Swarm intelligence

Swarm intelligence (SI) is the collective behavior of decentralized, self-organized systems, natural or artificial. The concept is employed in work on artificial intelligence. The expression was introduced by Gerardo Beni and Jing Wang in 1989, in the context of cellular robotic systems.[1]

SI systems consist typically of a population of simple agents or boids interacting locally with one another and with their environment.[2] The inspiration often comes from nature, especially biological systems. The agents follow very simple rules, and although there is no centralized control structure dictating how individual agents should behave, local, and to a certain degree random, interactions between such agents lead to the emergence of "intelligent" global behavior, unknown to the individual agents.[3] Examples of swarm intelligence in natural systems include ant colonies, bee colonies, bird flocking, hawks hunting, animal herding, bacterial growth, fish schooling and microbial intelligence.

The application of swarm principles to robots is called swarm robotics while swarm intelligence refers to the more general set of algorithms. Swarm prediction has been used in the context of forecasting problems. Similar approaches to those proposed for swarm robotics are considered for genetically modified organisms in synthetic collective intelligence.[4]

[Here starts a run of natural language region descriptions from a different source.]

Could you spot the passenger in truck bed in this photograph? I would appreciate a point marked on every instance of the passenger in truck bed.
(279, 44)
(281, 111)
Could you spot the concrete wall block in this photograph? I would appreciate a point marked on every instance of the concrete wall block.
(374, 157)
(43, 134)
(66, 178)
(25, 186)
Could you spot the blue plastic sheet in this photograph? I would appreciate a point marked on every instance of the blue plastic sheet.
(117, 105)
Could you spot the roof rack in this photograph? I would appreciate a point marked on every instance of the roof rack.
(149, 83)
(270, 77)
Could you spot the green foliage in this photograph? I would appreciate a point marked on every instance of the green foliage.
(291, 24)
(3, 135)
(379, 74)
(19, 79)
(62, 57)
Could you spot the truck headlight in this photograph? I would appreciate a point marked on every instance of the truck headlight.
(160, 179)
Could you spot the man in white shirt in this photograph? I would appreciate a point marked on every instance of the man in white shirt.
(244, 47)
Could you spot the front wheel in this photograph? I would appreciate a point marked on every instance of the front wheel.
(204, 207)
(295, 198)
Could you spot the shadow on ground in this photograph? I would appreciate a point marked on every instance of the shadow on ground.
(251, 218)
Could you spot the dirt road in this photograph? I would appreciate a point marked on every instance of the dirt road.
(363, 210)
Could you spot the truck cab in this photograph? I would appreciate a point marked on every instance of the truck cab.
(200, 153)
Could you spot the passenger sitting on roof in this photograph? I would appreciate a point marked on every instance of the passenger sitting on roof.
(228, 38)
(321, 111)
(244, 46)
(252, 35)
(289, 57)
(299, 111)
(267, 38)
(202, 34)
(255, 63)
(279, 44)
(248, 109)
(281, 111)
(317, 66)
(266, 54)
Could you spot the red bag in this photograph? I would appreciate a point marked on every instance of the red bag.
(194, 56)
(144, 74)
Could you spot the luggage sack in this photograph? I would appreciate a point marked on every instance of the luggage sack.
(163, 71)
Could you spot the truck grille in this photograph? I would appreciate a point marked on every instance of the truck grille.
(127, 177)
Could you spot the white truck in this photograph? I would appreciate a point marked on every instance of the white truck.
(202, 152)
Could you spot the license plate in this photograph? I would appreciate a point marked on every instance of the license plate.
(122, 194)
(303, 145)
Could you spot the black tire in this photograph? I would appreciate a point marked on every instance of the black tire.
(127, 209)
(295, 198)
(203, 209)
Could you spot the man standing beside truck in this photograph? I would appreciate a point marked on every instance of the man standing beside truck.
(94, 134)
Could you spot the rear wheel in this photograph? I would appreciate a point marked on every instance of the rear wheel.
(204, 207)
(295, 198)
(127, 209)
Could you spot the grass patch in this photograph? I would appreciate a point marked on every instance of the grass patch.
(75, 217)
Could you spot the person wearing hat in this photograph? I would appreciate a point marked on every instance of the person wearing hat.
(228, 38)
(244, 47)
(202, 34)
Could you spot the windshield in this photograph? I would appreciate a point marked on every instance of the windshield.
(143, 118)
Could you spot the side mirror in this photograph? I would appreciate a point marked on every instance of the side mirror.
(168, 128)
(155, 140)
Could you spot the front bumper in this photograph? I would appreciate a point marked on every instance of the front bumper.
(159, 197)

  1. ^ Beni, G.; Wang, J. (1993). "Swarm Intelligence in Cellular Robotic Systems". Proceed. NATO Advanced Workshop on Robots and Biological Systems, Tuscany, Italy, June 26–30 (1989). Berlin, Heidelberg: Springer. pp. 703–712. doi:10.1007/978-3-642-58069-7_38. ISBN 978-3-642-63461-1.
  2. ^ Hu, J.; Turgut, A.; Krajnik, T.; Lennox, B.; Arvin, F., "Occlusion-Based Coordination Protocol Design for Autonomous Robotic Shepherding Tasks" IEEE Transactions on Cognitive and Developmental Systems, 2020.
  3. ^ Hu, J.; Bhowmick, P.; Jang, I.; Arvin, F.; Lanzon, A., "A Decentralized Cluster Formation Containment Framework for Multirobot Systems" IEEE Transactions on Robotics, 2021.
  4. ^ Solé R, Rodriguez-Amor D, Duran-Nebreda S, Conde-Pueyo N, Carbonell-Ballestero M, Montañez R (October 2016). "Synthetic Collective Intelligence". BioSystems. 148: 47–61. doi:10.1016/j.biosystems.2016.01.002. PMID 26868302.